Ravensdown, Awatoto. Photo: Florence Charvin

Farmers are buying less fertiliser due to increasing costs and weather disruption, says Ravensdown chief executive Garry Diack.

Diack said the last 18 months for food and fibre production had been challenging. Along with the flooding, fuel costs, interest rates and volatile fertiliser prices had led to a significant drop in the volumes of fertiliser sales.

“Our projected sales volumes for this financial year are looking to be significantly down on the previous financial year, and it is unlikely that fertiliser demand will return to traditional levels in the immediate term.”

Ravensdown has reviewed its business model as a result, in order that it can continue to invest in its ability to support farmers and growers, he said.

“As a result, we are proposing a number of changes to our organisational structure and we have begun consulting with potentially impacted employees and their representatives. We anticipate any chances to be determined by the end of May.”

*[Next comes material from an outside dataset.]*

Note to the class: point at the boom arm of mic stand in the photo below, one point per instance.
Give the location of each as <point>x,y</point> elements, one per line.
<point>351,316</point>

The company employs about 130 people in Hawke’s Bay. 

Despite the restructure, Diack said Ravensdown had a strong balance sheet. The review was designed to realign its operating model and capabilities to the new market and industry conditions.

The fertiliser company also suffered significant damage and disruption to its factory at Awatoto after the Tutaekuri River flooded and burst the stop bank protecting the industrial zone during Cyclone Gabrielle. The site is the largest superphosphate factory in the country. 

Diack said the flood damage was not a contributing factor in the restructure and the company was actively planning to resume manufacturing at the site in the near future.

The shipping schedule showed that two fertiliser shipments were received at Napier Port last week, confirmed as headed for Ravensdown in the gear up to resuming production after site rejuvenation.

“We remain committed to the region as a significant employer and partner,” he said.